Os institutos têm uma estrutura democrática de discussões, com conselho superior, departamentos. O reitor trabalha com as instâncias, que fazem o debate para que, coletivamente, possamos definir uma política para nossa instituição. E a cada quatro anos temos um plano de desenvolvimento institucional que aponta os rumos que queremos tomar. Isso é orgânico. Como entraria a OS nessa perspectiva? Existe o perigo de sermos verdadeiros fantasmas, existir a figura do reitor, mas não ser ele a conduzir essa discussão. Está certo que a OS pode trabalhar na questão do empreendedorismo e da inovação, mas não podemos desligar essas duas ações, que nós já fazemos, do restante das ações ou do tripé ensino-pesquisa-extensão.

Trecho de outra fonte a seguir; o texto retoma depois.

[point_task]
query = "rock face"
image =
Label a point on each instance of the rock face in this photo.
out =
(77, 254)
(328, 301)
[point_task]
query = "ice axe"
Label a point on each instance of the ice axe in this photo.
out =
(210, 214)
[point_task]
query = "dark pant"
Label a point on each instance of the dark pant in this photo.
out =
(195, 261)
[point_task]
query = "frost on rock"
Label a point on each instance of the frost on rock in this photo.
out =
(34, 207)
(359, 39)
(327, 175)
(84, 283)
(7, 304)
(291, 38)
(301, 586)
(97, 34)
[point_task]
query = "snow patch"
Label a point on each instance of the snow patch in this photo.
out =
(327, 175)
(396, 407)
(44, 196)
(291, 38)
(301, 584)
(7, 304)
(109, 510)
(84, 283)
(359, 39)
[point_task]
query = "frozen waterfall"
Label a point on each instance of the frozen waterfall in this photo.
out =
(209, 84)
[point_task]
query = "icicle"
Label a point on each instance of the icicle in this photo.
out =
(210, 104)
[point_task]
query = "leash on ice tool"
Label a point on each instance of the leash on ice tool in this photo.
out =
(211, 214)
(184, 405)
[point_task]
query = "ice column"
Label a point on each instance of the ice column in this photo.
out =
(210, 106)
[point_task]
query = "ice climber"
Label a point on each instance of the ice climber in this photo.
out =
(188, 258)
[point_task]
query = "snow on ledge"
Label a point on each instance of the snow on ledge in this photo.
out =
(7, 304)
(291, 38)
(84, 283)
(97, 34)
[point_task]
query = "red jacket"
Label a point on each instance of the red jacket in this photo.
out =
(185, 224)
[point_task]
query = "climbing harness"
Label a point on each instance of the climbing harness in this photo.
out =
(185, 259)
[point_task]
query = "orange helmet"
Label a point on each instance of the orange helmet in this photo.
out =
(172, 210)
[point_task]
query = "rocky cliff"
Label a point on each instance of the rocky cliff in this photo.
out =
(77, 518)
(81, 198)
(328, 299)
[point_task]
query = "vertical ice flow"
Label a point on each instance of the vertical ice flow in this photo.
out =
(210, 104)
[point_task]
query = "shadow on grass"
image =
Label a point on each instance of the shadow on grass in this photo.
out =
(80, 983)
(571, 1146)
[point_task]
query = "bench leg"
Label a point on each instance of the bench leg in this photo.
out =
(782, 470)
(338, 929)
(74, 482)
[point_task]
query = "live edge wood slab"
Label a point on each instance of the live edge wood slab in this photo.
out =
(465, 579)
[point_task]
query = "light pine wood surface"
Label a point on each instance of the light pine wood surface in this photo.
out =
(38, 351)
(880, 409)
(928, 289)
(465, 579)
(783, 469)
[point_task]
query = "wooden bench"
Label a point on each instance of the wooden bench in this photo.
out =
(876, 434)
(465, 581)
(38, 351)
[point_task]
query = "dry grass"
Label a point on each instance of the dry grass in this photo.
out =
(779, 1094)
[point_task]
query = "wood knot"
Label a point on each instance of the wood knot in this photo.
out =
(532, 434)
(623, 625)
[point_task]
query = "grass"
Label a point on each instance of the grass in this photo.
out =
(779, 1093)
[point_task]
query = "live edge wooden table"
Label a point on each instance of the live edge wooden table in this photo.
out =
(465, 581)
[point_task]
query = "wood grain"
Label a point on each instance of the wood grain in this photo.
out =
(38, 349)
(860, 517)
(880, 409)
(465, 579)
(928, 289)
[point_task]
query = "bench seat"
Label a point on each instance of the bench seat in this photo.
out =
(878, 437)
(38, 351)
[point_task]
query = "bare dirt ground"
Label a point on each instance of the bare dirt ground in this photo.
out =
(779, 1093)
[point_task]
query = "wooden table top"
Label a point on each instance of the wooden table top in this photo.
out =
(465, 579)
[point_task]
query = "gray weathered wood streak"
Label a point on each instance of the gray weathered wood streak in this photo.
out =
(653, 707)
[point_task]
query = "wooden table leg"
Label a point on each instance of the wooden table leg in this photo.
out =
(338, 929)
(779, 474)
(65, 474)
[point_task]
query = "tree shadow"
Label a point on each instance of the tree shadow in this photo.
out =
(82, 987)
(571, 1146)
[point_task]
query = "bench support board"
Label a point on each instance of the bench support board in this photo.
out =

Pode ser até algo muito bom. Mas não tem respostas. Precisa escrever e detalhar como vai ser essa relação. O Conif entende que há necessidade de sentar numa mesa, verificar o que o governo tem proposto. Porque não adianta fazer uma proposta sem aqueles que vão executá-la. Tem que haver a participação na condução. Não somos contra qualquer possibilidade aditiva de financiamento à educação. Não somos contra a aproximação com as indústrias – e nós somos próximos a elas, naquilo que é possível. As instituições têm esse papel também de promover o desenvolvimento regional, econômico e social. O difícil é chegar algo novo, importado de outros países que têm uma cultura e trajetória diferente, universidades que têm centenas de anos, quando no Brasil a educação superior é algo novo. E os Institutos Federais são algo mais novo ainda. Mas a Rede Federal é estratégica para o Brasil, em função da sua capilaridade, da sua verticalização do ensino. Acredito que qualquer governo que entender o modelo dos institutos tem condições de definir boas políticas públicas.